Tui’s earnings have been hit by the extended grounding of the 737 Max, and today said Boeing would pay compensation to cover “a significant portion” of the financial impact.

The manufacturer will also deliver only around half of Tui’s 61 ordered planes over the next two years.

By delaying the deliveries by around two years, Tui hopes to “significantly reduce” its capital and financing requirements for aircraft in the coming years.

Last month TUI said it needed to slash 8,000 jobs and cut 30 per cent of its costs after coronavirus led to global travel bans.

Regulators grounded Boeing’s 737 Max plane in March 2019 after two crashes killed 346 people.

Fritz Joussen, CEO of Tui, called the deal with Boeing a “fair agreement”.

“The agreement provides TUI with compensation for a large part of costs that were incurred due to the grounding of the 737 Max,” he said. “The new delivery schedule gives us considerable flexibility because we will have fewer new aircraft delivered in the next years.

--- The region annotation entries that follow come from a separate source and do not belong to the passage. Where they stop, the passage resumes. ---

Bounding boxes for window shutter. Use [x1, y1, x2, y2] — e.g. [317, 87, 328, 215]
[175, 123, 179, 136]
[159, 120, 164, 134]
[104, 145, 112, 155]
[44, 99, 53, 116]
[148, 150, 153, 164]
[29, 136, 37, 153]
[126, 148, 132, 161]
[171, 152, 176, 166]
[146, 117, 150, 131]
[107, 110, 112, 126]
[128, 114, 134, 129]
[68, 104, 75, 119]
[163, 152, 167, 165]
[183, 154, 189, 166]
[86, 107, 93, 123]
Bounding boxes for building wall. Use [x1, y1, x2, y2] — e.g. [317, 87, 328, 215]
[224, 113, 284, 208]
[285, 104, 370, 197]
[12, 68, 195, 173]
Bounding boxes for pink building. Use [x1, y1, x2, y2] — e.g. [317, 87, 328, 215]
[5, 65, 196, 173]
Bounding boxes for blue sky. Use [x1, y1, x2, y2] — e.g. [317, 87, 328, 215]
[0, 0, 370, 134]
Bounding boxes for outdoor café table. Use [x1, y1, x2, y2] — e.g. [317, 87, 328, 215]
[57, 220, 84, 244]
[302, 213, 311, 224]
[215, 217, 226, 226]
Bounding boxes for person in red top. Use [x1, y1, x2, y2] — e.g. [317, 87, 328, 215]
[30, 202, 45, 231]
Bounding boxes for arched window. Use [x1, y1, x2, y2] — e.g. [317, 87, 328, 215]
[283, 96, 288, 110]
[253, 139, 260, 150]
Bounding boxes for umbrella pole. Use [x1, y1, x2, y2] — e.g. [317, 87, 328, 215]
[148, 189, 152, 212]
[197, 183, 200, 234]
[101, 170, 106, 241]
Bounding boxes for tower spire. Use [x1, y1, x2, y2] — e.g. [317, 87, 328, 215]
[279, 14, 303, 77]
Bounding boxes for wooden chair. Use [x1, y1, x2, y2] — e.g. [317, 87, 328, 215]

“This enables Tui to rapidly adapt its fleet growth to the currently challenging market environment. And it supports our plan to downsize the aircraft fleet and reduce the capital requirements for aircraft investments in the group.”

Boeing has also been badly hit by coronavirus as well as the 737 Max grounding.

In April, the planemaker said it would cut 10 per cent of its 160,000 global workforce this year due to the crisis. And it has raised $25bn in debt to weather the pandemic.

Tui kept details of the compensation confidential.